Andorion, on 03 December 2016 - 01:51 AM, said:
Puck, on 02 December 2016 - 09:30 PM, said:
What has already been said, Ando. I'm bad at giving advice, but try to calm down and focus on the now, and the empire's always here if you need to rant/talk/whatever!
Also, since I'm totally getting the allergies thing.. It's long-term, but can you get any immunisation treatment? I usually takes at least three years, but may be worth it if it would help in the long run. Maybe talk to a doctor? The air pollution must be hell on your allergies
![:(](https://forum.malazanempire.com/public/style_emoticons/Malazan/ermm.gif)
Immunisation is something I may actually have to talk to my doctor about as my allergies seem to be escalating.
Originally those little levocetrizine tablets would work. Then they didn't.
Now I take huge 180mg Fexofenadine tablets. And they worked, upto spring of this year. And now their effectiveness is greatly decreased.
Try it. At least talk to your doctor about it. The climate's too different where you are for me to give much advice, but they'be gotten a ways better at this than just a couple of years ago and any relief in the long run is worth it. I can now eat some stuff I couldn't for a while due to cross allergies and will see how it goes once allergy seasin hits for me.
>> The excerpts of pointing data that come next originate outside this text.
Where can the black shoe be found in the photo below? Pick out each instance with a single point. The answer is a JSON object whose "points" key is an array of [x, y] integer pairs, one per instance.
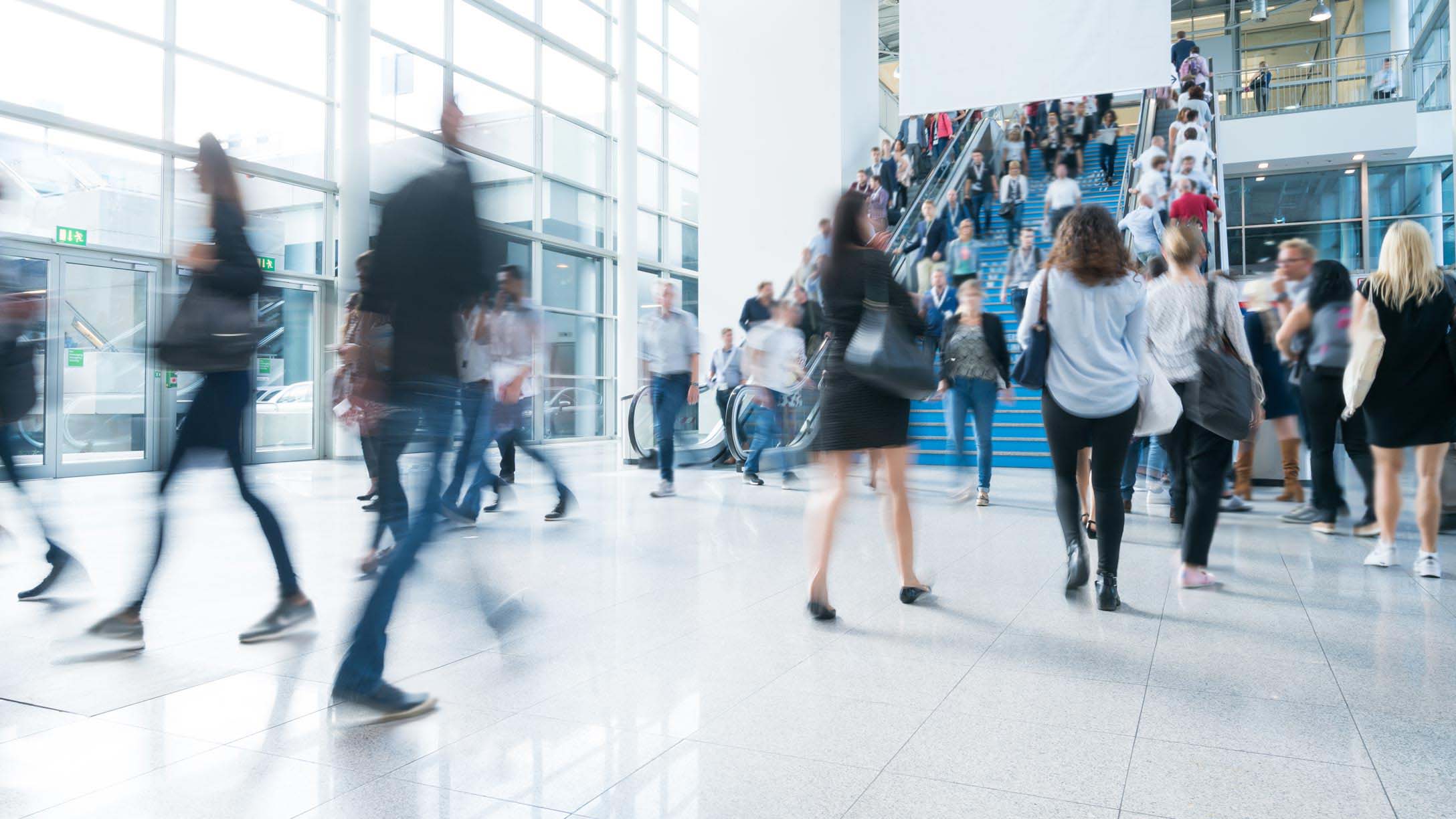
{"points": [[389, 701], [1107, 598], [820, 611], [563, 503], [911, 594], [1077, 564]]}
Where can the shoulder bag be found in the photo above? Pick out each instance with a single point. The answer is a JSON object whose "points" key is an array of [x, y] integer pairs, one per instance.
{"points": [[1220, 399], [1031, 365], [883, 353]]}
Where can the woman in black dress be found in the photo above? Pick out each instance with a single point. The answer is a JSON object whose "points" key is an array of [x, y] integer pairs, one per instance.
{"points": [[1413, 398], [856, 416]]}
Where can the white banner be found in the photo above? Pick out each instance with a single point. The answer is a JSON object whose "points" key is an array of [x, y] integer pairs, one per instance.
{"points": [[976, 53]]}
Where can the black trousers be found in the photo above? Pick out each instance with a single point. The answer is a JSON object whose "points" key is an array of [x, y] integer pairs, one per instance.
{"points": [[1109, 438], [1197, 460], [1324, 401]]}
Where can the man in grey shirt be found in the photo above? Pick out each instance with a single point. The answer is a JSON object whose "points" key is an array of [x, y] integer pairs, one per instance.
{"points": [[668, 345]]}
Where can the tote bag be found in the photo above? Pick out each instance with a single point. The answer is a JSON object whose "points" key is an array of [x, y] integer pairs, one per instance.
{"points": [[1220, 399], [1031, 365], [883, 351]]}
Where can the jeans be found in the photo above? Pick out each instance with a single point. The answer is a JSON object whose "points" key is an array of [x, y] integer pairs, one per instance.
{"points": [[668, 398], [1066, 436], [1198, 461], [982, 205], [767, 428], [214, 422], [978, 395], [1324, 399], [430, 404]]}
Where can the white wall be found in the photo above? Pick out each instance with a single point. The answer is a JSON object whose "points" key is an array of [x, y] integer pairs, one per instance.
{"points": [[791, 107]]}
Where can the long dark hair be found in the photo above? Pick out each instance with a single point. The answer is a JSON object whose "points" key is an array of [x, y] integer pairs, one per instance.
{"points": [[1089, 247], [1328, 282]]}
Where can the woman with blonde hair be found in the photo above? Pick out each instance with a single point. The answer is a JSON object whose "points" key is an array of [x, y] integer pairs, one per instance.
{"points": [[1413, 398]]}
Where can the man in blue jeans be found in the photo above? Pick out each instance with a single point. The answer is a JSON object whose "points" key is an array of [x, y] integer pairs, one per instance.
{"points": [[668, 346]]}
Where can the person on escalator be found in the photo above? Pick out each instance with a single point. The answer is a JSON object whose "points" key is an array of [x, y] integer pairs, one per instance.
{"points": [[776, 363], [668, 349]]}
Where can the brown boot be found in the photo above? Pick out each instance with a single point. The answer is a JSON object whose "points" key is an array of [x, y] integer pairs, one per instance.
{"points": [[1289, 452], [1244, 471]]}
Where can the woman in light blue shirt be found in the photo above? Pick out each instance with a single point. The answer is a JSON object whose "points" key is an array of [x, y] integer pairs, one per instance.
{"points": [[1098, 341]]}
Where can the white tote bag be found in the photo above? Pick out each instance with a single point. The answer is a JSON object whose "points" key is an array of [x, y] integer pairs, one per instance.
{"points": [[1366, 349], [1158, 404]]}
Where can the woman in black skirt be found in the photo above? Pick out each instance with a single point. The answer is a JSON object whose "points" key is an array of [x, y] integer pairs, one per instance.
{"points": [[856, 416]]}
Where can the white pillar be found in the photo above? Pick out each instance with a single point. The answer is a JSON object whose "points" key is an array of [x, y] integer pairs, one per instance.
{"points": [[628, 365]]}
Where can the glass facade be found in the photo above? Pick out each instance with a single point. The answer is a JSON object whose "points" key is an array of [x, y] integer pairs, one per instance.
{"points": [[1326, 209]]}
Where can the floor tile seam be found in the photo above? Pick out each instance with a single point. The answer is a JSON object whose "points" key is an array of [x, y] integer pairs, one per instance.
{"points": [[1343, 699]]}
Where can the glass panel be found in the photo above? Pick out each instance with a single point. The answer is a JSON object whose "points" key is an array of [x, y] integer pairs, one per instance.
{"points": [[573, 345], [405, 88], [650, 126], [650, 183], [682, 245], [1338, 242], [682, 86], [283, 373], [56, 68], [574, 408], [1404, 190], [574, 88], [274, 38], [578, 25], [573, 215], [682, 194], [252, 120], [650, 245], [417, 22], [574, 152], [104, 385], [571, 280], [682, 142], [495, 121], [31, 277], [112, 193], [1302, 197], [510, 56], [682, 37]]}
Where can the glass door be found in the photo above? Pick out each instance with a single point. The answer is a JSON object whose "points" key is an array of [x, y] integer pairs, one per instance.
{"points": [[286, 378]]}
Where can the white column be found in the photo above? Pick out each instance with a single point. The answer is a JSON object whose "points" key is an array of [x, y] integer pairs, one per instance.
{"points": [[628, 366]]}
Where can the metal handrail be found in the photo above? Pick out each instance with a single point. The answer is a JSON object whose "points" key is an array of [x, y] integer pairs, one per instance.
{"points": [[1330, 82]]}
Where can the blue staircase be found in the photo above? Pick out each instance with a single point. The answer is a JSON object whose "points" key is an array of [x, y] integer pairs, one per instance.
{"points": [[1018, 435]]}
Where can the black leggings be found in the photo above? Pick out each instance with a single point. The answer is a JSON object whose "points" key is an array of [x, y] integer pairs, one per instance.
{"points": [[1066, 436], [214, 422]]}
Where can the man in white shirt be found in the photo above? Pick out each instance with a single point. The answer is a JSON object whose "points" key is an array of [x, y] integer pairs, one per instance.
{"points": [[775, 363], [1063, 194]]}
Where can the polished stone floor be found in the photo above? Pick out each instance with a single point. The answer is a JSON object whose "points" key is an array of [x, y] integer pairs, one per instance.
{"points": [[651, 658]]}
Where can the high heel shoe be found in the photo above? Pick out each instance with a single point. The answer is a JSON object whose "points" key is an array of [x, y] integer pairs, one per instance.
{"points": [[912, 594]]}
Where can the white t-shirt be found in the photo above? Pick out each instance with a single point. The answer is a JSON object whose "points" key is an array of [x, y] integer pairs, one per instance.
{"points": [[774, 355]]}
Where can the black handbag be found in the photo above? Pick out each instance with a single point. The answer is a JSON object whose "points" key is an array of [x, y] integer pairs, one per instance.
{"points": [[884, 355], [1220, 399], [1031, 365]]}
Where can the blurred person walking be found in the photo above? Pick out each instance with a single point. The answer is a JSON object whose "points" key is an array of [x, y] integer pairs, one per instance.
{"points": [[1413, 397], [974, 369], [668, 347], [1094, 305], [214, 333], [856, 416]]}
Also, ask about cortisone shots. Doctors worth their name don't give them out easily, but your case sounds bad enough that it might be worth to get some relief during the worst time.
My doctor subscribes to the philosophy of minimal medication. He once apologised to me three times for prescribing a powerful antibiotic for an infection
Regarding music - over the years I have found two consistent things - if I want to calm down and feel a little sad, then Coldplay - specially their first two albums, and if I am feeling angry and I want to let all of it out, then Foo Fighters. They have some of the most authentic emotion-laden songs.
Uhh, maybe consider changing doctor?
No doctor should be apologising for prescribing antibiotics for an infection. That's stupid.
I can appreciate not wanting to over-prescribe. Or not wanting to be reliant on medicine for everyday living. But a doctor who knows what they are doing doesn't have that worry, because they only prescribe medication when it's necessary. You know, like antibiotics for an infection.
![:p](https://forum.malazanempire.com/public/style_emoticons/Malazan/(.gif)
what on earth was the planned alternative? Hope and good thoughts?
Anyway, not to imply your doctor is incompetent, but just from that one anecdote he sounds a little bit over-cautious, possibly verging into CAM territory.